Scotland's leader mocked President Donald Trump Friday over his battle against wind turbines being built near one of his famed golf courses, noting the success and improvement of wind power.

Scottish First Minister Nicola Sturgeon only referred to but did not specifically state Trump's name, though she did note his failed legal battle to stop the turbines' construction near his Trump International Golf Links Scotland course in Aberdeenshire.

"A few years ago you might have heard of these turbines because a famous golf course owner from America who, I think, has now turned his hand to politics, decided to take the Scottish government to court to try to block these wind turbines because he thought they spoiled the view from his new golf course," Sturgeon said in speech before a technology conference according to The Scotsman.

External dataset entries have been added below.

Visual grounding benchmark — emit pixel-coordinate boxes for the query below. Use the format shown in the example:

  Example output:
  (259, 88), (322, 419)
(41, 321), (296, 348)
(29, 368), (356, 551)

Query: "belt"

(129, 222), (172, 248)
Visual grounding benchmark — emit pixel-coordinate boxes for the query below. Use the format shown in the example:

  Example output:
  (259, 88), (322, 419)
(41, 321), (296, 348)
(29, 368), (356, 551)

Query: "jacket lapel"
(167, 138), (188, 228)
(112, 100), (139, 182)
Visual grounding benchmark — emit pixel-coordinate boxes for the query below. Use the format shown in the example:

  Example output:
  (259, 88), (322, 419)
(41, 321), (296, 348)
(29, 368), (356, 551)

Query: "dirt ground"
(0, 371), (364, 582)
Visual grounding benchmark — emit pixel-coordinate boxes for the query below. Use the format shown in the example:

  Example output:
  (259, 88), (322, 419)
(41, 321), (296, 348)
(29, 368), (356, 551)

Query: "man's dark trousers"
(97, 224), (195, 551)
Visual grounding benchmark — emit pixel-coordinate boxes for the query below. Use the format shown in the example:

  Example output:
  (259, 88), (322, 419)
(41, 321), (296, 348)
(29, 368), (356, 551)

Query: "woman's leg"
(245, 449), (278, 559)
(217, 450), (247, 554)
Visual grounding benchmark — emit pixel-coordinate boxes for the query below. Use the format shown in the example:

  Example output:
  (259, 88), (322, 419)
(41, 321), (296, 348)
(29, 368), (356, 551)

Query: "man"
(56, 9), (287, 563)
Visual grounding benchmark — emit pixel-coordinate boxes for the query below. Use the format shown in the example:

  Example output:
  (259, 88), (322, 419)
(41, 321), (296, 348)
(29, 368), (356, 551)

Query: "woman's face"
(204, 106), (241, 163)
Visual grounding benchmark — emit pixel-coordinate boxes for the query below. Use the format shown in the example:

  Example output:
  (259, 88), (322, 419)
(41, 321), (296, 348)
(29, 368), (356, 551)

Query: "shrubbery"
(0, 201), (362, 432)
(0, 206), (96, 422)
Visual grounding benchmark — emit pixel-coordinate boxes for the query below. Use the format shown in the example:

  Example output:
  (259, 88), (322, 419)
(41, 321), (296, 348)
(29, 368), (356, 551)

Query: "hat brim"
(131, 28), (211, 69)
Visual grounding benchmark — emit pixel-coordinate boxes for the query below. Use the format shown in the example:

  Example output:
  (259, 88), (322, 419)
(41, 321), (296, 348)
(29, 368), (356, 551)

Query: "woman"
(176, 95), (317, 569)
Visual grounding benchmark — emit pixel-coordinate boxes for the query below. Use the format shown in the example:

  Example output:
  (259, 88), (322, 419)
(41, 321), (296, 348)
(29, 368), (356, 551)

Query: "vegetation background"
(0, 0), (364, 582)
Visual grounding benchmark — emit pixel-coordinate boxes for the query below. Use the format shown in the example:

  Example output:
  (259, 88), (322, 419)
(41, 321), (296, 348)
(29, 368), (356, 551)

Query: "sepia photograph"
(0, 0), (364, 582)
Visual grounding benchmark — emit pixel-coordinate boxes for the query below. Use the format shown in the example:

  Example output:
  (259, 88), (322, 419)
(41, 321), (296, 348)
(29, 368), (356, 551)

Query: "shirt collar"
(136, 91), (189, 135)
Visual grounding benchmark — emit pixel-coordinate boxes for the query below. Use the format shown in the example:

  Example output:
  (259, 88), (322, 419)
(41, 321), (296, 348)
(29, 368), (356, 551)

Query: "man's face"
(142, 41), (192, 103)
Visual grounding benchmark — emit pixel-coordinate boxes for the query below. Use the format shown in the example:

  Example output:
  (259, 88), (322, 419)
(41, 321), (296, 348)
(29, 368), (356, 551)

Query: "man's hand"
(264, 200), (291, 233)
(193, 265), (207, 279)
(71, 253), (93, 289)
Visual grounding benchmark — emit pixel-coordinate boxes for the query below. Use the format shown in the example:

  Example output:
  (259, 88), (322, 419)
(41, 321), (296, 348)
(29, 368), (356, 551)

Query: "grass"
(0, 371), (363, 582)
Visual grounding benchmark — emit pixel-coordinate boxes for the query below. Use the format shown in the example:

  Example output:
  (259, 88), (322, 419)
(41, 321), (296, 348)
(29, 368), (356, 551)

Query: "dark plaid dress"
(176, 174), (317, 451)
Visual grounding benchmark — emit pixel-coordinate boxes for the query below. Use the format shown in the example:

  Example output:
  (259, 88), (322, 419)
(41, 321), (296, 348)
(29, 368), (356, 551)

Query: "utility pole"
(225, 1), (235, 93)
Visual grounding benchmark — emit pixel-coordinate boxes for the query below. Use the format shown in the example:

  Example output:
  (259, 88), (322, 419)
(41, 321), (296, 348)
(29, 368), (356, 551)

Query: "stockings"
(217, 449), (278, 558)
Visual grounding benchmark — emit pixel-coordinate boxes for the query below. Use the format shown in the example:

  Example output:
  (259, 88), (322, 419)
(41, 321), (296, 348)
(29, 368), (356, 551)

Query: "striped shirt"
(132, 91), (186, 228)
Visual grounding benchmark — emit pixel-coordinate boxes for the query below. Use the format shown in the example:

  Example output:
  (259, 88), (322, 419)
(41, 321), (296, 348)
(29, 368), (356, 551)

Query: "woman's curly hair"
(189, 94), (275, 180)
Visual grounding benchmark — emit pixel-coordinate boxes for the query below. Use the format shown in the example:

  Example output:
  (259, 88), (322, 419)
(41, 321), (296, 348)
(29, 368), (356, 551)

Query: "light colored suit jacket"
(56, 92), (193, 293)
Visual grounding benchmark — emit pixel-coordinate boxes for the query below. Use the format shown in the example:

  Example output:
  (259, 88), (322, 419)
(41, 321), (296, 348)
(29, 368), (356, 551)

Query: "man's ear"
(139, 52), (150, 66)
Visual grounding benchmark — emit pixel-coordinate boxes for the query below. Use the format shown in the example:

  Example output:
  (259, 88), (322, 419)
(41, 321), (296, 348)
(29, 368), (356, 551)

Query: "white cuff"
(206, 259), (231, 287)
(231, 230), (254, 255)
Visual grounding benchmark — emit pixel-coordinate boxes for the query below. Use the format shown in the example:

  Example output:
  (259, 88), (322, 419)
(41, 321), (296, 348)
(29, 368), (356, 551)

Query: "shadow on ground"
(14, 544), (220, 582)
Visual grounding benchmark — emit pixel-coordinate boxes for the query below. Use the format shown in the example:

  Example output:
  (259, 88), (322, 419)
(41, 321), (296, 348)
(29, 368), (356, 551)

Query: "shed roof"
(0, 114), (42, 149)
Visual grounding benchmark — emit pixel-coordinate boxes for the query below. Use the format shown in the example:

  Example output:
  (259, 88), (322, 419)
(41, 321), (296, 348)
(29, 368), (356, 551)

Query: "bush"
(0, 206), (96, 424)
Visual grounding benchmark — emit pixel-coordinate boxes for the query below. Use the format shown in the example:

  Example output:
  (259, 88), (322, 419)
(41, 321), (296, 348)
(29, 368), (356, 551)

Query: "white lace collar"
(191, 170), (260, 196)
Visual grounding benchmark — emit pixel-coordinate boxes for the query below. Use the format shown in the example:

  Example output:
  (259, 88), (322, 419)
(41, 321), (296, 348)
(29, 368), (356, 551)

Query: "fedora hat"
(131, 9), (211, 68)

She continued: "Just earlier this week, in fact, these amazing wind turbines generated their first electricity. They are marvels of engineering, but, even more importantly than that, very soon they will be generating enough electricity for almost three-quarters of all homes in the city of Aberdeen. So, we continue to promote renewable energy projects like that one."

First Minister Nicola Sturgeon speaks at a celebration event for the First Minister's Reading Challenge at The Hub on June 20, 2018 in Edinburgh, Scotland. WPA Pool via Getty Images.

Back in 2013, Trump had filed a lawsuit to stop the turbines' construction but the United Kingdom's Supreme Court ultimately shutdown Trump's case in 2015. Trump had described Scotland as the "most beautiful country ever" and thought the turbines would have "sullied" the countryside.

But even after he was elected in 2016, Trump reportedly asked controversial British politician Nigel Farage if he would possibly campaign against the wind power farms, according to BBC News.

Sturgeon's comments come a week before Trump is scheduled to head to the United Kingdom for the first time since he took office. The billionaire and real estate tycoon was originally supposed to visit one of the U.S.'s strongest allies last year but widespread protests nixed those initial plans.

However, a recent poll indicated Trump's popularity in the U.K. had improved. YouGov found in February that 45 percent of those polled approved of Trump visiting with 39 percent against the jaunt.

Only a month prior, 55 percent of respondents were staunchly against a Trump visit, with 31 percent for it.

Still, Trump may not get the warmest of welcomes. London Mayor Sadiq Khan approved Thursday a permit that would allow an inflated "Trump baby" to fly over the city during the president's visit.